Concept of History in India


• Histography: science of recording history
• Archaeology: science of digging up the past
• Museology: science of preserving the past objects
• History in India is linked with mythology (according to Europeans)
• Archaeology and museology were unknown in India until the arrival of the British in the 18th
century

What is itihaas?

• The two epics Ramayana and Mahabharata are called itihaas or part of Indian histories. It would
be wrong to dismiss them as mere mythology.
• History in the form of itihasa is a creative use of past events for the present and the future.

What is dharma?
• Dharma means life order.
• Dharma has been practiced in itihasa by many individuals and communities.

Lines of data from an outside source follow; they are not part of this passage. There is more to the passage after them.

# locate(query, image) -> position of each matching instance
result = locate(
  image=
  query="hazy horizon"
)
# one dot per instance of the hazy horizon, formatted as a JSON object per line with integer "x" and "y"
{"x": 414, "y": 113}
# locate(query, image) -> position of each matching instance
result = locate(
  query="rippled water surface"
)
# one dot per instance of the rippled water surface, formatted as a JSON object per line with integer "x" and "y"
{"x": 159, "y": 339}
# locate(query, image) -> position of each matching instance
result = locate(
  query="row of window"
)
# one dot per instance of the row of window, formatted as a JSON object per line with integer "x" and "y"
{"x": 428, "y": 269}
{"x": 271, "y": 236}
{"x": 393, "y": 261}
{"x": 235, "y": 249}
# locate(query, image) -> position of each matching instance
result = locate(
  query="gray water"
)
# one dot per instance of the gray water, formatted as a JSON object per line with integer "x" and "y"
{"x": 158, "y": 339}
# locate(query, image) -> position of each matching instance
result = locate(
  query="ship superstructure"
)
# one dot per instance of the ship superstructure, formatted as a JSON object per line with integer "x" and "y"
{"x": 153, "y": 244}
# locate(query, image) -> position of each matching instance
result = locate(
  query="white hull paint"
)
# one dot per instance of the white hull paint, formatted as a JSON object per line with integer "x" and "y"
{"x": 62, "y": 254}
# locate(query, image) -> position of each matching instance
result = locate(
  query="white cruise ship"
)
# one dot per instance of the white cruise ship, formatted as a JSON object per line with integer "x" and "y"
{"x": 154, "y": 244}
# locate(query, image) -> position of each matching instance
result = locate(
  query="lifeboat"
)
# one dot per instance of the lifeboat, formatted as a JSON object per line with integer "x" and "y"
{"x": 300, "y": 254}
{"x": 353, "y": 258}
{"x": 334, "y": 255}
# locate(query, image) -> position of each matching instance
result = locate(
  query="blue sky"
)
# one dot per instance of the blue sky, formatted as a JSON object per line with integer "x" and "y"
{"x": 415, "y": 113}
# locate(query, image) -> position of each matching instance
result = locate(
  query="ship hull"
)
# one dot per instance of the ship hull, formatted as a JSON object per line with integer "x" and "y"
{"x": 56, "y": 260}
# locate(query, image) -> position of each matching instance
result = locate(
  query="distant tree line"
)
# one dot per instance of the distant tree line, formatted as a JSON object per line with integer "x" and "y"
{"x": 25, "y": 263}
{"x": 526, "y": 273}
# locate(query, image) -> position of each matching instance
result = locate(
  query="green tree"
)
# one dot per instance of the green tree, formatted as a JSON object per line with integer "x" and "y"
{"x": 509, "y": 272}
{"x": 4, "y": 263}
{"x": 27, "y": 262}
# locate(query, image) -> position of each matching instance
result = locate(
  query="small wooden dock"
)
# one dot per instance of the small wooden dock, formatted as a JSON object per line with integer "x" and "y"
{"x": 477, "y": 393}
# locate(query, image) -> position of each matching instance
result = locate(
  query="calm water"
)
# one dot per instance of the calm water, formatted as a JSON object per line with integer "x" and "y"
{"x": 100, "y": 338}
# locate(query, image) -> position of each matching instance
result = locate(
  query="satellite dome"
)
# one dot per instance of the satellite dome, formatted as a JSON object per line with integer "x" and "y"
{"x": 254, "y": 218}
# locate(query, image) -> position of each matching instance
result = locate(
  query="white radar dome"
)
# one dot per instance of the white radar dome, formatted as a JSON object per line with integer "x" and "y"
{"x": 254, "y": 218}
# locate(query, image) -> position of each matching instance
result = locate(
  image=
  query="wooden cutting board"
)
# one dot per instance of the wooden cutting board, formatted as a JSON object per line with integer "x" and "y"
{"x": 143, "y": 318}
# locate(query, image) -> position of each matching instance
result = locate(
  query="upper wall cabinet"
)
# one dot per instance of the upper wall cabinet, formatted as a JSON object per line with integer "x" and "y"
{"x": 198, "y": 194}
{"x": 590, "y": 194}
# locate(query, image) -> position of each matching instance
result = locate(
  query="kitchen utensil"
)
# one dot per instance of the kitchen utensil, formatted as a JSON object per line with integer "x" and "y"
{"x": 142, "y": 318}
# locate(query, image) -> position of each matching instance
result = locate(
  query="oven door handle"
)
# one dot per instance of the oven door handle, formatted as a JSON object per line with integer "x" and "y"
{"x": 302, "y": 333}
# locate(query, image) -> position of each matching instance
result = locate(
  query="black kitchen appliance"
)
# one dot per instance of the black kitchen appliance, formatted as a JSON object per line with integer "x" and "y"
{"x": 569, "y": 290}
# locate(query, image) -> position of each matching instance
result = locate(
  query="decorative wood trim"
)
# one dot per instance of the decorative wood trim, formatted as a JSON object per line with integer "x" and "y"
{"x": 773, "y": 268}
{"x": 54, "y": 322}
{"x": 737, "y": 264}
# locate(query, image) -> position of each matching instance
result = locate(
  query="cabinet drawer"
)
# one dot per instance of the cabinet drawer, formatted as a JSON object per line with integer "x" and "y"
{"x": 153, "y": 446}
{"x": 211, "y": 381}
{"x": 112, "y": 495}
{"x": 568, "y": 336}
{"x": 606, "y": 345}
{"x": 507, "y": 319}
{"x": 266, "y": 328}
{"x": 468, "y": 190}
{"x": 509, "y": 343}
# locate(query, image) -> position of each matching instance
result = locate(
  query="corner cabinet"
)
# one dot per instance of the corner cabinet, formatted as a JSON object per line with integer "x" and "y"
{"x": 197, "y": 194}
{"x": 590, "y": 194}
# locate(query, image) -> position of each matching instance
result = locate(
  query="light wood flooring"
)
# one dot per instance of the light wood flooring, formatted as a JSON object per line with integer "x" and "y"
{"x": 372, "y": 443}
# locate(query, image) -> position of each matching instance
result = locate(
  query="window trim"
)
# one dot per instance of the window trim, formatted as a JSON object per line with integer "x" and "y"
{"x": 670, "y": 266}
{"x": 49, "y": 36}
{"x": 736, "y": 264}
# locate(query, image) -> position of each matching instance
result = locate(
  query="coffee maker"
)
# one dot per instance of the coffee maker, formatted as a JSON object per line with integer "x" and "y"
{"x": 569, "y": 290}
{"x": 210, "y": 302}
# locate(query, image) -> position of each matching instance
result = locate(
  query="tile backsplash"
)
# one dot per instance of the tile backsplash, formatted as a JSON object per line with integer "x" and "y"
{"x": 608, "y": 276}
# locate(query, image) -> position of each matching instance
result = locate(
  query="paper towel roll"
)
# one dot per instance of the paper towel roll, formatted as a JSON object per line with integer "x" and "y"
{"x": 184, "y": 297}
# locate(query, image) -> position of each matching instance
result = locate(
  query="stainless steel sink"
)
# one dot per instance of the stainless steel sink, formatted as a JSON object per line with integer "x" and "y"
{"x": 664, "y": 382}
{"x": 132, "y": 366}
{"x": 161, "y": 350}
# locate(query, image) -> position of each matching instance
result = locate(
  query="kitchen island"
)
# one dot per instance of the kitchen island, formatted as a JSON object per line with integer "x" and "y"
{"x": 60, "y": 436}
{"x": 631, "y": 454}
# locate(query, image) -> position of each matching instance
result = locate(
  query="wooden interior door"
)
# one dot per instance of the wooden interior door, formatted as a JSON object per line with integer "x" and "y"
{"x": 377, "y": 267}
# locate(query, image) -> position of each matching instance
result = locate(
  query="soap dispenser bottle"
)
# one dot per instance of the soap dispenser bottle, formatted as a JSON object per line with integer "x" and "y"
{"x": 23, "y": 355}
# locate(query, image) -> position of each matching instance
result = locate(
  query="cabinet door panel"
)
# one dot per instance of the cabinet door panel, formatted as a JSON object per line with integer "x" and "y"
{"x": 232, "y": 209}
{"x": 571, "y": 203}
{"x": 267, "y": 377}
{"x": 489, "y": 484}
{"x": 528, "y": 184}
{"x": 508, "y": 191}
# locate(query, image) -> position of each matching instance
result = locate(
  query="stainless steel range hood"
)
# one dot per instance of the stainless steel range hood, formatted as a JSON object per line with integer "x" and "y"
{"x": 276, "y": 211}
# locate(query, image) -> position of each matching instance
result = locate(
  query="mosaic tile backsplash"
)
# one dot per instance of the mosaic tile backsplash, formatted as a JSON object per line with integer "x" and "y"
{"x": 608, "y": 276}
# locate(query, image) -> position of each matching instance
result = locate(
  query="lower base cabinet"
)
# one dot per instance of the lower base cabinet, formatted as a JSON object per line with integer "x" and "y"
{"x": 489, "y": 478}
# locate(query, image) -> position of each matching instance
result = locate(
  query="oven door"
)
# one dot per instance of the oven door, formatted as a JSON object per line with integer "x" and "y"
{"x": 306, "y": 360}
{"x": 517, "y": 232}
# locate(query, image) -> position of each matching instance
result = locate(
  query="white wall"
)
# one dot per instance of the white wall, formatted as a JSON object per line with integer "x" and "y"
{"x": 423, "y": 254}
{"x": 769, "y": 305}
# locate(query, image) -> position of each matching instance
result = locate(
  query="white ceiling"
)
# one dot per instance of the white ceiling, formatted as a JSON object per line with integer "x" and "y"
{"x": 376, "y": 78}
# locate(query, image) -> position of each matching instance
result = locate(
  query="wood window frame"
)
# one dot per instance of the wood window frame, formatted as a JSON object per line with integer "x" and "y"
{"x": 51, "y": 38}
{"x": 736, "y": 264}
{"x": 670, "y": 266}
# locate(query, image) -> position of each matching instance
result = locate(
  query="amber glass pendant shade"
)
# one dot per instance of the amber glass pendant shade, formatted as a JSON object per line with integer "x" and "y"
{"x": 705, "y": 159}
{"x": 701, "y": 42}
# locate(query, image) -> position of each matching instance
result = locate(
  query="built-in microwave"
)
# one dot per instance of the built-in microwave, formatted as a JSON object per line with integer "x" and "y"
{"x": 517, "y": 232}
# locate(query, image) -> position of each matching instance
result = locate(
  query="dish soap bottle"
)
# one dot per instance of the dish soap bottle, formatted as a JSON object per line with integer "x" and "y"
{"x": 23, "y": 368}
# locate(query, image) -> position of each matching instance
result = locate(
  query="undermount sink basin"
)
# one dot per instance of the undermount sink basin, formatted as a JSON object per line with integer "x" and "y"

The French Academy or the Academie des Beaux Arts


Image: Ecole des beaux arts

In 1563, there began in Florence an institute which represented the first sign of the departure from this
age-old tradition. Founded by one of the Medici it was named Academia del Disegno. The instruction
method and work environment at this academy were still those of the master's studios except that there
were several of these 'under one roof'.

It was only in 1648 when the famous Academie des Beaux Arts was founded in Paris that the first formal
institution with a clear objective of full-time and separate training for artists and architects came into
being. This was indeed a historical event with far-reaching implications, four of which are of the utmost
importance for us:

1. For the first time in history the training of artists and architects became 'academic' and the
Academie des Beaux Arts became its citadel. It also mooted the notion of 'academic' painting.

2. This resulted in a physical separation between architecture and the plastic arts and between
architecture and crafts. Departments were eventually created to impart 'formal' instruction in these
subjects (that is, painting, sculpture and architecture) with a strong theoretical basis.

3. The arts of painting and sculpture were for the first time required to be preceded by the adjective
'beau' (fine) which amounted to their being put on a pedestal. This resulted in crafts being not only
identified as separate from the rest but also relegated to a much lower status.
4. During the same period canvas was discovered as the legitimate surface for painting which made
painting to be treated as an object instead of an integral part of a built space; a portable object to be
kept in galleries and personal collections. This had a latter-day implication of great import because we
know that today art has become one of the most powerful means for financial investment and
speculation.

The syndrome of pure-versus-lesser arts * Context only

• The separation of the plastic arts from crafts combined with their elevation as fine arts naturally
had an adverse effect on the status of crafts.
• The situation became even worse because of the thinking prevalent among contemporary
European philosophers and art critics.
• The theory of aesthetics in Europe had remained almost unchanged since the time of Aristotle.
Approximately during the same period as the French Academy, new ideas were being put
forward by the aesthetes.
• Prominent amongst these was the German philosopher Immanual Kant who suggested a
distinction between what he called the PURE BEAUTY and the PURPOSEFUL BEAUTY.
• To support the distinction, he gave an example of the flower and the flower vase. A flower being
a natural object, was for him, pure in its beauty while the flower vase which is a man-made
object was classified as the possessor of purposeful beauty. Even though Kant never aimed at
considering the purposeful beauty of a man-made object any less than the "pure beauty" of a
natural object, his distinction was misinterpreted by the aesthetes of the eighteenth-century
Europe. The real damage was done when the same argument was later employed to identify
painting and sculpture as fine, hence pure, arts and all handmade objects of use as useful, and
therefore, lesser arts.
• There was another factor which contributed to the further lowering of the status of craft in the
period that followed the Industrial Revolution i.e. the first half of the nineteenth century. This
was the time when mechanization of hand production processes started.